7
votes

I'd like to represent a set of integer ranges using Python where the set could be modified dynamically and tested for inclusion. Specifically I want to apply this to address ranges or line numbers in a file.

I could define the range of addresses I cared about to include:

200 - 400  
450 - 470  
700 - 900  

Then I want to be able to add a potentially overlapping range to the set such that when I add 460 - 490 the set becomes:

200 - 400  
450 - 490  
700 - 900  

But then be able to delete from the set where I could exclude the range 300 - 350 and the set becomes:

200 - 300
350 - 400  
450 - 490  
700 - 900  

Finally, I want to be able to iterate over all integers included in the set, or test whether the set contains a particular value.

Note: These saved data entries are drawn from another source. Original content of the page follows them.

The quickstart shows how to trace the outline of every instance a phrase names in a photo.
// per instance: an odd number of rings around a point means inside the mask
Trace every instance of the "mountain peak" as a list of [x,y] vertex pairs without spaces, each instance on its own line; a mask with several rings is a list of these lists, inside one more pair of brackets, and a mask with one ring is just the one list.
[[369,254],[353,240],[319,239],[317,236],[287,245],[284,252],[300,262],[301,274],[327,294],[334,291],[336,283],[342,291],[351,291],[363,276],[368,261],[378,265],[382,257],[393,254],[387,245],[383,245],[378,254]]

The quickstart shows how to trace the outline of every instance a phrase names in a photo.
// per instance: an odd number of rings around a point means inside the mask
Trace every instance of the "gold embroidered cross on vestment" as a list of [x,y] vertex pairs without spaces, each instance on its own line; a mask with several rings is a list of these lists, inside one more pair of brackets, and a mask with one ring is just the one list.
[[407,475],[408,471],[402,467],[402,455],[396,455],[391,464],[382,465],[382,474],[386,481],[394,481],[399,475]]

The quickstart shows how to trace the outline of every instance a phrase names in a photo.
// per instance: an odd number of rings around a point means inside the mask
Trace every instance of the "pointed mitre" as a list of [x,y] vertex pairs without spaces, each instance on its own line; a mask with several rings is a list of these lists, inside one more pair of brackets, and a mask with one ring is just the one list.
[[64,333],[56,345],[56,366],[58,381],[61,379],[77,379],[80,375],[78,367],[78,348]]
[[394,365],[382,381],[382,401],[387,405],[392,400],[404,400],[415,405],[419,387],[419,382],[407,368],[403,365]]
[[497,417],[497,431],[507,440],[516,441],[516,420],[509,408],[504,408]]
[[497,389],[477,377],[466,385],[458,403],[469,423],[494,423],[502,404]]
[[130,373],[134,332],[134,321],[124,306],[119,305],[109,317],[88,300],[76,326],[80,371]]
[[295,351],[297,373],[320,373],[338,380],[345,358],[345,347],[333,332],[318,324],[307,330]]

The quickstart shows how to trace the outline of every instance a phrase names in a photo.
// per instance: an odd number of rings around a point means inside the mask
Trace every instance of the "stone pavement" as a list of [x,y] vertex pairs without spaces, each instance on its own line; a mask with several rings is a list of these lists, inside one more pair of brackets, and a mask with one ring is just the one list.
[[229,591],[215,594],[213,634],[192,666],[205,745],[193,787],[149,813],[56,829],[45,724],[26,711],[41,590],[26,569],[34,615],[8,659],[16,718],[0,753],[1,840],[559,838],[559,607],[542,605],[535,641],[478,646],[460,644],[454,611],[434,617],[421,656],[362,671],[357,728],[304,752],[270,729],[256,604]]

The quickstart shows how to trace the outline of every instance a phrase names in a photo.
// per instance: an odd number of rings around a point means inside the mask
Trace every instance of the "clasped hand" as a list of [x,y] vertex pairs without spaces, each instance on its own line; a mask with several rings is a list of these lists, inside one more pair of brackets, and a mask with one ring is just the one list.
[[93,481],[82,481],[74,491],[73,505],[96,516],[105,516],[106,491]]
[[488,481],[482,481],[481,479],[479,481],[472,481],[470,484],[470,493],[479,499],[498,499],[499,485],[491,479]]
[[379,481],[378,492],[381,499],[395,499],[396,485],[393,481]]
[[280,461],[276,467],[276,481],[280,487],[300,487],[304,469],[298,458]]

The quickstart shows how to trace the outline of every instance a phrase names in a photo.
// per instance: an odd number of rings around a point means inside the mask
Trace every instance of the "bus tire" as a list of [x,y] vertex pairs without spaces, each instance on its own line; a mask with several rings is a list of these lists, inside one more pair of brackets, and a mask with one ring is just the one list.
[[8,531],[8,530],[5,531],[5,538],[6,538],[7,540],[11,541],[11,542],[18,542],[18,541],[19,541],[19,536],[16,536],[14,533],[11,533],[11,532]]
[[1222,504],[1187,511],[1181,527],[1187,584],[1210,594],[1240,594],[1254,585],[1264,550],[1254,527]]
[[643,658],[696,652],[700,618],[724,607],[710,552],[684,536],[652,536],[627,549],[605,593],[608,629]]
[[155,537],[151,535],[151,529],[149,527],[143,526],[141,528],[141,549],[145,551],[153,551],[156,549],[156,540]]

I'm wondering what the best way to do this is (particularly if there's something built into Python).

3
It's not clear whether you're looking for open intervals or closed ones here, but you don't seem to be asking for the usual half-open intervals used everywhere in Python. At any rate, there are a number of good interval/interval-set/interval-tree libraries on PyPI, with different degrees of complexity (e.g., some can mix and match all four kinds of openness, some can handle only integers while others can handle any comparable types, etc.), but Stack Overflow isn't a good place to ask for recommendations for a specific one, even if your exact requirements were 100% clear. - abarnert
As I was starting to play with interval classes I began to run across this exact issue. I suppose I really want 200-399, 450-469, ... but the intervaltree class seem to represent in a way that seems intuitive enough to me. Good to keep in mind though. - Chris W
Actually, you probably do want 200-400, and in particular the half-open interval 200-400, the one that matches Python's range(200, 400) and lst[200:400] and so on, which includes 200 but not 400. But the point is that you have to know which of the four possibilities you want before implementing it. - abarnert

3 Answers

6
votes

You're describing an interval tree.

pip install intervaltree

Usage:

from intervaltree import IntervalTree, Interval
tree = IntervalTree()
tree[200:400] = True  # or you can use ranges as the "values"
tree[450:470] = True
tree[700:900] = True

Querying:

>>> tree
IntervalTree([Interval(200, 400, True), Interval(450, 470, True), Interval(700, 900, True)])
>>> tree[250]
{Interval(200, 400, True)}
>>> tree[150]
set()

Adding overlapping range:

>>> tree[450:490] = True
>>> tree
IntervalTree([Interval(200, 400, True), Interval(450, 470, True), Interval(450, 490, True), Interval(700, 900, True)])
>>> tree.merge_overlaps()
>>> tree
IntervalTree([Interval(200, 400, True), Interval(450, 490), Interval(700, 900, True)])

Discarding:

>>> tree.chop(300, 350)
>>> tree
IntervalTree([Interval(200, 300, True), Interval(350, 400, True), Interval(450, 490), Interval(700, 900, True)])
1
votes

I implemented a similar thing in a different language.

Basic ideas:

  • Keep a tree of ranges ordered by the left bound. Instead of a real tree, you can keep a Python list and use bisect to search it in log time. This gives you the lookup / inclusion test.
  • Represent all operations as sub-range operations. A single element operation just works on a sub-range of length 1 internally.
  • Implement the basic sub-range operations: addition, which is simple, and subtraction, which may end up with two sub-ranges if a middle is excluded, or one subrange, possibly empty.
  • After an addition, check the immediate neighbor subranges, and maybe merge with one or both of them, if the subranges intersect. Continue in both directions until no merge operations occur.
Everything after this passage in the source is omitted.